Maternidad a los 40: El cuerpo ya no acompaña tan de cerca al deseo

Maternidad a los 40: El cuerpo ya no acompaña tan de cerca al deseo
  👉🏽 Para muchas mujeres, el deseo de ser madre puede surgir en momentos distintos a los tiempos biológicos ideales. Sin embargo, ser madre a los 40 es posible y puede ser una experiencia profundamente enriquecedora.

¿Con qué opciones contamos para ser madres a los 40?
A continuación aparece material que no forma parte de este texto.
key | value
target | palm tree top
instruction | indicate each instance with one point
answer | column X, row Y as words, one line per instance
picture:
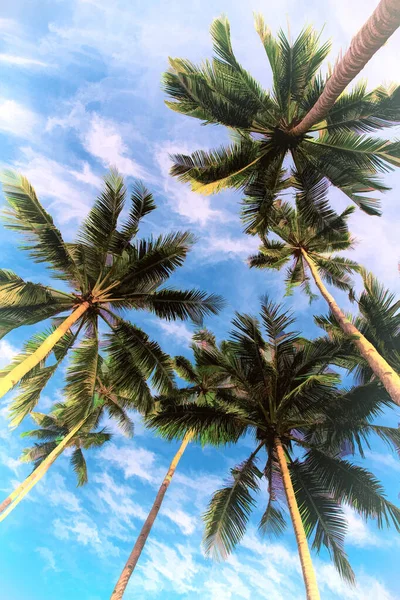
column 109, row 270
column 299, row 240
column 338, row 149
column 282, row 387
column 52, row 429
  1. Concepción Espontánea: Aunque la fertilidad disminuye con la edad, muchas mujeres de 40 años pueden concebir de forma espontánea. Es crucial mantener un estilo de vida saludable y realizar chequeos médicos regulares para aumentar las posibilidades de una concepción exitosa.
  2. Tratamientos de Fertilidad: Si existen dificultades reproductivas, los tratamientos de reproducción humana asistida como la inseminación artificial y la fertilización in vitro (FIV) son opciones viables. Estos procedimientos han avanzado significativamente y pueden ayudarnos a llegar a un embarazo.
  3. Adopción: La adopción es una opción maravillosa y gratificante. Ofrecer un hogar amoroso a un niño que lo necesita puede ser una experiencia profundamente enriquecedora.
  4. Donación de Óvulos: Este proceso permite que, cuando ya no hay producción de óvulos viables se pueda llegar a un embarazo con óvulos donados.

Consideraciones y Riesgos

Las posibilidades reproductivas no son las mismas con el correr de los años. Entre los 20 y los 30 años, las mujeres atraviesan el momento de mayor fertilidad, que declina desde mediados de los 30 hasta la menopausia. A partir de los 40, la fertilidad se reduce significativamente y los embarazos son considerados de alto riesgo, lo que requiere un seguimiento médico más exhaustivo.
Datos Clave sobre la Fertilidad
  • Las mujeres nacen con todos los óvulos que tendrán a lo largo de sus vidas. Un feto femenino de 20 semanas tiene cerca de siete millones de óvulos. Al nacer, este número se reduce a unos dos millones. En la pubertad, quedan entre 300,000 y 500,000 óvulos.
  • Durante los ciclos menstruales, uno de los óvulos madura y sale de uno de los ovarios. El descenso en el número de óvulos se acelera, y desde el comienzo de los períodos menstruales, mueren aproximadamente 1,000 óvulos al mes.
  • Entre los 35 y 37 años, el declive de la fertilidad es más paulatino, pero a partir de los 40 se hace más notorio. La reserva ovárica puede evaluarse mediante pruebas como el dosaje de la hormona antimulleriana (AMH), la hormona foliculoestimulante (FSH), y el recuento de folículos antrales.
👉🏽 Hasta aquí los datos. Por supuesto nada es exacto. Hay excepciones, y no todo es calculable. Pero siempre es bueno conocer cual es el terreno por donde queremos movernos. Si a maternidad nos referimos, contar con la información necesaria puede permitirnos un mejor manejo de las posibilidades reales de llegar a un embarazo. Sin caer en apuros ni en negaciones, conocer a nuestro cuerpo (sus posibilidades y limitaciones) puede ayudarnos a ponerlo donde y cuando lo deseemos, sabiendo con qué podemos encontrarnos en cada momento. 👉🏽 Por otra parte, a los 40 años, las mujeres solemos disfrutar de una mayor estabilidad emocional y una perspectiva más madura sobre la vida. Esta madurez puede traducirse en una crianza más paciente y equilibrada, donde la capacidad de enfrentar los desafíos con serenidad y comprensión se vuelve una ventaja significativa. Además, a esta edad suele haberse alcanzado un cierto nivel de estabilidad financiera que permite ofrecer un entorno seguro y confortable para un/a hijo/a. Esta seguridad económica no solo reduce el estrés relacionado con la crianza, sino que también permite disfrutar más plenamente de la experiencia de ser madre. 👉🏽 Finalmente, la experiencia de vida acumulada proporciona una base sólida para enfrentar los desafíos de la maternidad. A esta edad, las mujeres solemos conocernos un poco mejor a nosotras mismas y entendemos nuestras capacidades y límites, lo que hace que la crianza sea una experiencia más enriquecedora y menos estresante. Esta comprensión profunda de nosotras mismas  y de la vida en general, puede permitirnos permite que la maternidad a los 40 sea una etapa llena de sabiduría, amor y satisfacción.